Ingram: Austin’s Decision – Status Quo Or F1
By Jonathan Ingram | Senior Writer
In a city named after a statesman and with a newspaper using the same generic noun, there’s not much statesmanship going on in Austin when it comes to the future of the Formula One race scheduled for June of 2012. Watching the sausage being made while democracy collides with F1’s current era of wooing governments as a way to raise revenue, I remain reasonably optimistic about a race next year at the Circuit of the Americas.
There is the usual mainstream cultural bias against motor racing at work in Austin, a town well known for Those Who Would Take Exception to begin with. The local populace often alternates between outrageous liberal activism, classical laissez-faire liberalism and old-fashioned conservatism of the “not in my backyard” stripe.
But I suspect when all is palavered and done, and following a fair fight full of good ol’ American mud-slinging via the newspaper comments, among other locations, the city council will endorse the plan to invest $25 million annually of state money in the F1 race for the next 10 years.
I could be wrong. And, on the subject of F1 I have been wrong. About the last thing I got really correct was predicting a crowd of more than 200,000 at Indy for the first F1 event at the hallowed Brickyard way back when. Please, let’s not talk about US F1.
For the real racers in the U.S., the failures at Indy and Charlotte when it comes to F1 may continue to loom large. It, F1, can’t seem to happen here. Certainly, Austin is the
final acid test, given that a capable promoter, Tavo Hellmund, plus well-financed and capable partners like Red McCombs and Bobby Epstein, are fighting hard to bring the circus to town. If these gentlemen, along with the support of Austin’s mayor and the state’s comptroller, who is offering the $25 million per year, can’t make it happen, then, well… it doesn’t look good.
My perspective is from the neighborhood in Atlanta now known as the West Side. As the owner of three properties in this in-town area where I live, I’ve got some skin in this game. At present, you can’t find anybody in the city of Atlanta who doesn’t acknowledge the West Side is a happening place, a booming, charming cultural mecca of mixed use and mixed incomes with a multi-racial, multi-ethnic populace and a very positive future.
None of this would have happened without the 1996 Centennial Olympic Games, many of which took place adjacent to the old run-down neighborhood west of downtown that didn’t even have a name. The presence of the Games at Georgia Tech, the World Congress Center and the Georgia Dome brought focus and attention to the in-town possibilities. Afterward, the push brought on by the Games opened up new possibilities in what became known as the West Side. Suddenly, it was adjacent to new highly developed areas like the Centennial Olympic Park, the new Georgia Acquarium, etc.
They may not have been sufficient, but the Games were necessary for the revival of this 25 square mile area – a gigantic patch in terms of the over-all size of the city. On a broader, less self-interested scale, Atlanta finally lived up to its handle of an international city and it continues to reap the benefits from infrastructure established for the games, including Turner Field, home of the Braves.

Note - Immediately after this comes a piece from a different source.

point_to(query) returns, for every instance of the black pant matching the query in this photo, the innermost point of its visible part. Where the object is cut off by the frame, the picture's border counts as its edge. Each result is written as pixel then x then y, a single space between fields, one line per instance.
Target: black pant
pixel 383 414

In Travis County, adjacent to the city of Austin and its international airport, the Circuit of the Americas is dedicated to transforming what was mostly scrubby brushland, truck depots and dumps of various kinds. But when you start talking millions and foreigners like F1’s impressario Bernie Ecclestone being on the receiving end, folks quickly lose sight of a blight than can be transformed, construction jobs and a potential high-tech future.
Money worries recently postponed the vote of the Austin City Council needed to OK the contract between the city and the promoters. That contract is necessary to get the $25 million from the state – which will end up in Ecclestone’s hands.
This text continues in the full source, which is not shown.